In tonight’s dissertation the words unremarkable, rangebound and an inevitable short squeeze were used to describe last week. The street’s significantly reduced earnings estimates were topped, inflation meandered at all too high levels, Japan sent us a head fake and Amazon didn’t know if it was coming or going.
Next week, between the 1/4% expected raise in rates together with the US jobs report we have more of the same; expectations are pretty much etched in stone. Inflation is far too high for things to change and the unemployment rate is far too low to change that. So more of the same. What the market, or at least the traders will do is anyone’s guess, but the investors are going to stick with a risk free 4%+ return.
Other than the following chart you’re going to have to take 20 minutes of your time and actually listen to what I have to say. There’s a few gems in there, especially at the end so click and listen.
What I’m going to present below is something most of you didn’t know exists or never used. If you are a Position Trader you should. Sugar has been on a dramatic run due to constant demand but in this case due to reduced supply. No matter how you look at it, agricultural commodities grow and are harvested every year. Only once have I seen two bad years of crop production in the sugar markets and the future price models suggest it’s not happening.
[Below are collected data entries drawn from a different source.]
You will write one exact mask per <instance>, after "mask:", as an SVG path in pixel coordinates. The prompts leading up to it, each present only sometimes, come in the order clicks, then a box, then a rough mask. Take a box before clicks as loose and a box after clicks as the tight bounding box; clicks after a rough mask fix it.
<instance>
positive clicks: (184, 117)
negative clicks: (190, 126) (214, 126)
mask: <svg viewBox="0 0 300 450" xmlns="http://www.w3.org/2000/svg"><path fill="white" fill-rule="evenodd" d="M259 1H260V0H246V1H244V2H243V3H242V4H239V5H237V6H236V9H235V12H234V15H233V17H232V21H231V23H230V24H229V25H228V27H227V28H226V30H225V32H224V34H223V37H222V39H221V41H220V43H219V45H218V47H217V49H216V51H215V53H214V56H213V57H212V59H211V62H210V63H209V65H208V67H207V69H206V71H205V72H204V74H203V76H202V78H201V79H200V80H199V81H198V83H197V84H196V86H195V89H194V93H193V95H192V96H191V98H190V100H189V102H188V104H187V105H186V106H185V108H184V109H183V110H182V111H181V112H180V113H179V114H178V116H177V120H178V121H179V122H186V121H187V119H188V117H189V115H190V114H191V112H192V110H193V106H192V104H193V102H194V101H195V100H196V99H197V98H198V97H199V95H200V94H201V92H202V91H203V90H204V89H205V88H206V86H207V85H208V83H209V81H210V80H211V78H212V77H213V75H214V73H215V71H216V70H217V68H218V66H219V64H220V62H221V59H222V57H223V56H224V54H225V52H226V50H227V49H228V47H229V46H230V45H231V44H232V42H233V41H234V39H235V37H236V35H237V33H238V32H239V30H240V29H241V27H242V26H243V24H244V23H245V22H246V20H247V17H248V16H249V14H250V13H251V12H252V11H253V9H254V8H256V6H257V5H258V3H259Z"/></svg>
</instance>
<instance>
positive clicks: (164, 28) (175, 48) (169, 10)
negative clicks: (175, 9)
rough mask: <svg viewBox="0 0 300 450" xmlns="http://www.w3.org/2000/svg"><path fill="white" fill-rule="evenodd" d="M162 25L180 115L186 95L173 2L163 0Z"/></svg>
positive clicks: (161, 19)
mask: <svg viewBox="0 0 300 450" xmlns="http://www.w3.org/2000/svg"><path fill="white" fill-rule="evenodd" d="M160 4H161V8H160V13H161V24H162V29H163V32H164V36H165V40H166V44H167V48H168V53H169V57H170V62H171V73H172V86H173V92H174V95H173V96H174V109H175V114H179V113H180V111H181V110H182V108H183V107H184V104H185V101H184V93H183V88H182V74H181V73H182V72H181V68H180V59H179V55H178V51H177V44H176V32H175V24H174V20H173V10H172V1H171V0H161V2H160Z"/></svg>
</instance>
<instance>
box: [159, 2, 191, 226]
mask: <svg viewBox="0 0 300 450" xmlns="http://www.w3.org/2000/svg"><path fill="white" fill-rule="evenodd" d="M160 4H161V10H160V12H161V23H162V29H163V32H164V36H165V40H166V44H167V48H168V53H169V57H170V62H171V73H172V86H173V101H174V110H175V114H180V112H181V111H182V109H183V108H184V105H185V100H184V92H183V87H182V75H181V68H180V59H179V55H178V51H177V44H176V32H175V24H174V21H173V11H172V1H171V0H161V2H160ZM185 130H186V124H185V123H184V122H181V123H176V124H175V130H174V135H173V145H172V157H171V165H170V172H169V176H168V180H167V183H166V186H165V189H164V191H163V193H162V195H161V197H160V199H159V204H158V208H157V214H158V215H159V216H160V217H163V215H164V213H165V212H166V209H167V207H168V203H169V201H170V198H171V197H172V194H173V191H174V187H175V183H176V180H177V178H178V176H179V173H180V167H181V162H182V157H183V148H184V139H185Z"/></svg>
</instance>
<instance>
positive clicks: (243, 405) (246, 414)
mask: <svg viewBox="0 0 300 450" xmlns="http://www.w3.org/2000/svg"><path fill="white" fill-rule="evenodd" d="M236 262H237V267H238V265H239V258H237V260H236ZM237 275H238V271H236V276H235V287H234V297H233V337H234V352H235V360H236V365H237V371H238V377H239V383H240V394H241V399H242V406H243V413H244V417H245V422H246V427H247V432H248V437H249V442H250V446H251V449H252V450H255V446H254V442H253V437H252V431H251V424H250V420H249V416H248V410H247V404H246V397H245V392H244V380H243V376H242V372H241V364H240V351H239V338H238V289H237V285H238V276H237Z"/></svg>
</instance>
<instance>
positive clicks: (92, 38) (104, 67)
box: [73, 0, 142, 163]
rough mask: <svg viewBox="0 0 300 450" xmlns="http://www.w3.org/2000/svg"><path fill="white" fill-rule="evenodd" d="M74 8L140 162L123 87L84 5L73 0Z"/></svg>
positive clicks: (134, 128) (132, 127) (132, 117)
First, sugar sold off pretty hard on Friday.
Second, like all commodities, especially agricultural ones, prices tend to revert to the mean for two reasons. Agricultural crops grow each year and when prices skyrocket, farmers tend to grow more to take advantage of the increased prices. It’s only natural as farmers are business people. I bet some are out there hedging the higher prices for next year knowing that when the crop comes in they’ll be happy with numbers in the 20s. Remember that’s why futures exist, not because speculators want to make a quick buck.
Hope you enjoyed this post. I’m just a young 68 years old; my Dad became a broker when I was 13. It’s time for me to ‘give back’ to all of you what’s in my head. It’s not always pretty but it’s based on history . . . and history, unchecked, repeats itself.